Nach drei Tagen des Wartens klart das Wetter auf und ich mache mich auf, den aktiven Vulkan Villarica zu besteigen. Der Gipfel ist nur 2840 m hoch und in "normalen" Jahren nahezu schneefrei. In diesem Sommer hat es jedoch sehr viel geregnet und geschneit, so dass man ab 1700 m über harte Schneefelder geht. Um 12 Uhr stehe ich am Kraterrand. Die glühende Magma läßt sich in den stinkenden Schwefelschwaden nur erahnen, aber der Ausblick nach Westen bis zum Pazifik, auf die Seenlandschaft und die anderen Vulkane, die in einer Reihe stehen ist fantastisch. Ich bleibe fast zwei Stunden staunend am Gipfel. Der Abstieg geht auf dem Hosenboden schnell vorbei.

Vulkan Villarica

Vulkankrater

Zurück in Pucon suche ich mir eine neue, ruhigere Hospedaje, in der ersten haben israelische Jugendliche jede Nacht durchgefeiert und verbringe den Abend mit chilenischen Freunden in einer Kneipe.

Am nächsten Tag regnet es wieder und ich fahre mit dem Bus nach Temuco, eine angenehme lebendige Stadt mit 200.000 Einwohnern und ohne Touristen. Die Märkte rund um den zentralen Platz sind allein einen Besuch wert. Abends verlade ich das Fahrrad auf den Autozug und steige in den Schlafwagen nach Santiago. Die Waggons wurden 1929 in Breslau gebaut und haben immer noch einen gediegenen Luxus aus einer längst vergangenen Zeit. Selbst der Schaffner passt bestens dazu. Beim Rattern des Zuges läßt es sich angenehm schlafen.

Chilenischer Zug

Im Schlafwagen

Nach einem guten Frühstück im Speisewagen fährt der Zug in Santiago de Chile ein, der pulsierenden Hauptstadt des Landes. Die Stadt hat über 5.000.000 Einwohner und ist das politische und wirtschaftliche Zentrum Chiles, auch wenn das chilenische Parlament in Valparaíso tagt. Als Fahrradfahrer ist die Stadt eher ein Greul, es gibt keine Radwege und auf den Straßen muss man mit Taxis und 15.000 Bussen um jeden Zentimeter kämpfen. Hier will ich nicht lange bleiben und kaufe ein Busticket nach La Serena für den nächsten Morgen. Ein Bleibe zu finden ist nicht einfach und ich komme in der Altstadt in einem netten, ruhigen Hostal mit kühlem Innenhof unter. Ich nutze den Tag, um mir die Stadt anzuschauen, zwei dicke Bücher über Chile zu kaufen und eine Karte vom Lullaillaco (einem hohen Vulkan im Norden des Landes) beim Instituto Geografico Militar zu kopieren.
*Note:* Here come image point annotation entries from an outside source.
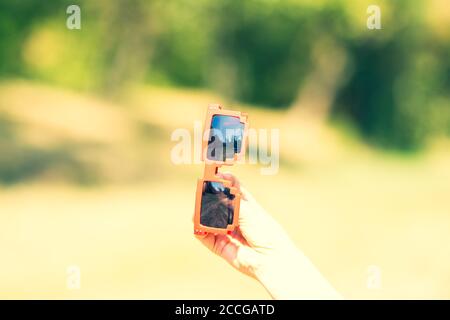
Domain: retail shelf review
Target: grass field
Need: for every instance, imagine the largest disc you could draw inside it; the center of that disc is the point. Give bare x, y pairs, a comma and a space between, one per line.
93, 186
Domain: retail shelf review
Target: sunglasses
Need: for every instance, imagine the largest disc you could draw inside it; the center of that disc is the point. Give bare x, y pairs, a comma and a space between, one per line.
224, 143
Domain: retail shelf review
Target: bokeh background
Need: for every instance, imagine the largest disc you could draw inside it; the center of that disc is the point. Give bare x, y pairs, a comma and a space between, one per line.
86, 118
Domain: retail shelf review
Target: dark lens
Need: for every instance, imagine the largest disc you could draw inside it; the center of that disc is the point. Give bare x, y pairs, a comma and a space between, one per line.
217, 205
225, 138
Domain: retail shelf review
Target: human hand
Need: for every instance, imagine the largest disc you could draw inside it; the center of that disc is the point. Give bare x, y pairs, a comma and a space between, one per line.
261, 249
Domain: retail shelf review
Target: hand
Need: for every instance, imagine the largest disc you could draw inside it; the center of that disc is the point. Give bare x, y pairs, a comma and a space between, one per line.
261, 249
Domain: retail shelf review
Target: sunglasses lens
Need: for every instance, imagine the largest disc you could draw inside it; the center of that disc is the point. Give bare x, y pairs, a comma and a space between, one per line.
217, 205
225, 138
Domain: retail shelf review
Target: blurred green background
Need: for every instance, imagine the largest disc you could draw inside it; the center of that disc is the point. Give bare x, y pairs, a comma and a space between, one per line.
86, 117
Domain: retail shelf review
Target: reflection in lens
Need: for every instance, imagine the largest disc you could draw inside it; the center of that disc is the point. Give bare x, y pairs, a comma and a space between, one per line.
225, 139
217, 205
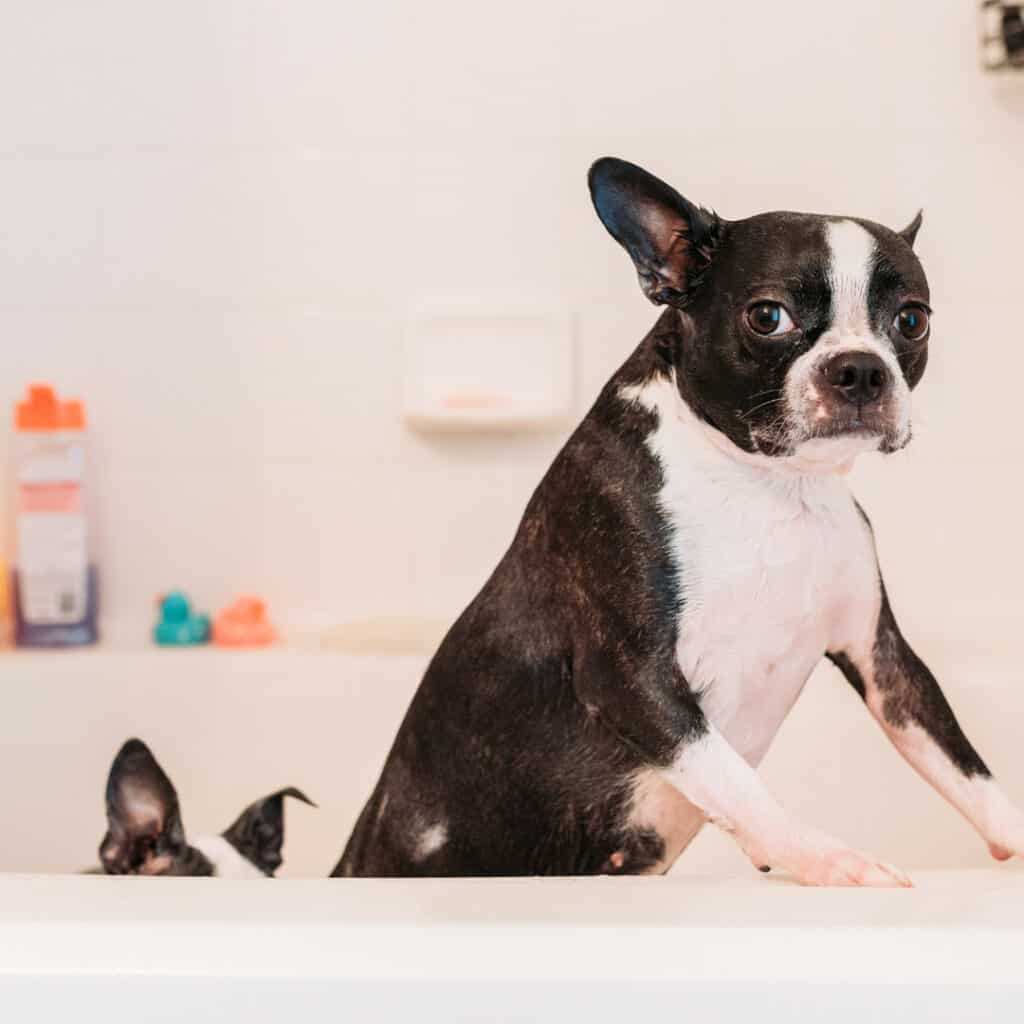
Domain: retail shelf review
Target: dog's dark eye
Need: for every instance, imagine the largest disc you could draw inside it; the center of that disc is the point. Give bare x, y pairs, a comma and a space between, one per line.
769, 318
912, 323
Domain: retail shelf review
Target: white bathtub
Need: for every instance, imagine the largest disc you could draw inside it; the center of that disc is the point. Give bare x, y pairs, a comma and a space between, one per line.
713, 941
107, 950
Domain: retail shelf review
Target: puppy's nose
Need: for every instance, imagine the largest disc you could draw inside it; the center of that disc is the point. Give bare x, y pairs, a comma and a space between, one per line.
859, 377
In der belebten Fußgängerzone bei der Placa des Armas treffe ich zufällig einen deutschen Reiseradler, der aus dem Norden Chiles kommt und auf seinen Heimflug wartet. Eine gute Gelegenheit, Informationen aus erster Hand über die Pisten der Atacama zu erhalten. Wir setzen uns in ein Straßencafé und während wir auf unsere Getränke warten wird ihm seine Lenkertasche unter dem Stuhl hinweg gestohlen. Darin waren Pass, Ticket, etwas Geld, Geschenke für die zuhause und der Fotoapperat. Im Gedränge konnte sich der Dieb unbemerkt aus dem Staub machen.

Das stärkt nicht gerade mein Vertrauen in die Sicherheit auf den Straßen, trotz massiver Polizeipräsenz. Deshalb bleibt meine Kamera im Hotelsafe. Abends fahre ich mit der Metro nach Las Condes zu Freunden, die für eine deutsche Versicherung die Vertretung in Chile leiten. Las Condes ist das moderne Nobelviertel der Stadt mit Ausblick auf die Andenriesen. Sie haben eine 150 m² Penthousewohnung für 1100 Euro/Monat. Für mich ein krasser Gegensatz zu den vielen Obdachlosen im Zentrum der Stadt.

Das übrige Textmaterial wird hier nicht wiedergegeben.